Die neu entdeckte Thermalquelle bringt rund 9 Liter pro Sekunde zu Tage, was einer täglichen Fördermenge von fast 390.000 Litern entspricht. In den nächsten Tagen soll der Pumpvorgang fortgesetzt werden und genauen Aufschluss über die Ergiebigkeit des Wasserhorizonts geben. Außerdem wird bis auf 2.000 Meter Tiefe weiter gebohrt.

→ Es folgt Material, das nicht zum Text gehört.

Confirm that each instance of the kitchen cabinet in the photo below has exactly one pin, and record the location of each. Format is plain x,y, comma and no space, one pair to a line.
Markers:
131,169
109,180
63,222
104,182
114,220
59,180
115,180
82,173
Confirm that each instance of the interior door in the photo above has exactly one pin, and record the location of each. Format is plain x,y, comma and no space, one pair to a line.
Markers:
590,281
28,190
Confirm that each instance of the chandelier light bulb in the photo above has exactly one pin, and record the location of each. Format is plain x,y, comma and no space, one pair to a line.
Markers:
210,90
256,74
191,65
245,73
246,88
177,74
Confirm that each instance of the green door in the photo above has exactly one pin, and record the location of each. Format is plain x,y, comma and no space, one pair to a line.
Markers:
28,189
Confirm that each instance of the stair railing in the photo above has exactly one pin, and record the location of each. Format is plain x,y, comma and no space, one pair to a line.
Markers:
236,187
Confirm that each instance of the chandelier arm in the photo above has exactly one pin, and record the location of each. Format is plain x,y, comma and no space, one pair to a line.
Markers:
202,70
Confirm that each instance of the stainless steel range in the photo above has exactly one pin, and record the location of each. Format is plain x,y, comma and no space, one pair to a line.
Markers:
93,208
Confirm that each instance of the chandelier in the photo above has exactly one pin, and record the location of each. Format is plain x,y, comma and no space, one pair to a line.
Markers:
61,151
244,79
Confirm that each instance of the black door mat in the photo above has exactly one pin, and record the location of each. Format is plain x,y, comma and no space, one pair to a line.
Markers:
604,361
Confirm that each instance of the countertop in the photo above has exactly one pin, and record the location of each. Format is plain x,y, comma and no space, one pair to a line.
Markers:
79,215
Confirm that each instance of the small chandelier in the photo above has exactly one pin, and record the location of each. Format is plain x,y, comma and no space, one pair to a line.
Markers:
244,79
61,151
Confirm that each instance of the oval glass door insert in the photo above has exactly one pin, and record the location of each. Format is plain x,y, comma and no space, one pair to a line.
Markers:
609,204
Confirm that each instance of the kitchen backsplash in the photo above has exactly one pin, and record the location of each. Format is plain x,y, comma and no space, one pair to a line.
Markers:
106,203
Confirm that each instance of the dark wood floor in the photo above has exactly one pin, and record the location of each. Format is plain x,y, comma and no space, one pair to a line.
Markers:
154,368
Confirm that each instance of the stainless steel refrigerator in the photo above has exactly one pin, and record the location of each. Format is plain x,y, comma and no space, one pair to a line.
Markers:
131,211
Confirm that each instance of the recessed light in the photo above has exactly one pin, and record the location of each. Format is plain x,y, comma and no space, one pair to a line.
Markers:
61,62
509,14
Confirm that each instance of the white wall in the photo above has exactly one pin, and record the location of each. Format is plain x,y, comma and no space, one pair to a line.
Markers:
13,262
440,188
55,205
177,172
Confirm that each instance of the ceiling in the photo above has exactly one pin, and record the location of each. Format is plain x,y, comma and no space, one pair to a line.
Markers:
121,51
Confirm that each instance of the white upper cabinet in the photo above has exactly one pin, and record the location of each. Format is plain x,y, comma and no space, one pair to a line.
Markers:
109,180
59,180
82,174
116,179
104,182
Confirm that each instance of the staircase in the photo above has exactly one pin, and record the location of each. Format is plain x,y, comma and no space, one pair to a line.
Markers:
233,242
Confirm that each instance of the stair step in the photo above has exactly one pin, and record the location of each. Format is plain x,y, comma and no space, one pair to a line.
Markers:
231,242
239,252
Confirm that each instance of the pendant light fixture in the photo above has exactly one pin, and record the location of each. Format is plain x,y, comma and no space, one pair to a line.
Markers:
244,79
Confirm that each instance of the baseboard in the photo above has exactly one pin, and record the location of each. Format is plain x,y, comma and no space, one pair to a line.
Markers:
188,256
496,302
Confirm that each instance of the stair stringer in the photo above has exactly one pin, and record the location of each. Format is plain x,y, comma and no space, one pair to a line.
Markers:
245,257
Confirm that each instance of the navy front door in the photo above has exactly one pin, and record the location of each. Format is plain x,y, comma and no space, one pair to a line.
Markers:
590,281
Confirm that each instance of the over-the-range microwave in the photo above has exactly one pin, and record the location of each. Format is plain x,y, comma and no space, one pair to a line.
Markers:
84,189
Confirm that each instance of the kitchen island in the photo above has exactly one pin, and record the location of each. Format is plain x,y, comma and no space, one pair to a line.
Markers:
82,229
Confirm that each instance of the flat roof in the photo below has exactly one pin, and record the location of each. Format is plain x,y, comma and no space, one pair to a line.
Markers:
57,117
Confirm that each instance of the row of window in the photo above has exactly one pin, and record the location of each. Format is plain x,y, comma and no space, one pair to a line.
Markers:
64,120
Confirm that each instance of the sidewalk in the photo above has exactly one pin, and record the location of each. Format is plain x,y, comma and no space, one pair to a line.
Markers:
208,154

"Die Chancen auf eine neue Thermenlandschaft im südlichen Niederösterreich sind damit gestiegen. Es gibt bereits Verhandlungen mit Interessenten über den Bau der Therme und eines 240 Betten-Hotels", hält dazu Landesrat Ernest Gabmann fest. Das Thermenprojekt "Linsberg" könne ein touristisches und wirtschaftliches Leitprojekt der Region werden, ist Gabmann überzeugt.
Die Idee zur Errichtung einer Therme im Gemeindegebiet von Linsberg gab es erstmals vor zwei Jahren. In einem ersten Schritt wurde eine Interessengemeinschaft gegründet und seismologische Arbeiten durchgeführt. Nach den erfolgreichen Probebohrungen zeigt man sich nun zuversichtlich für die Umsetzung dieses Projekts. (red)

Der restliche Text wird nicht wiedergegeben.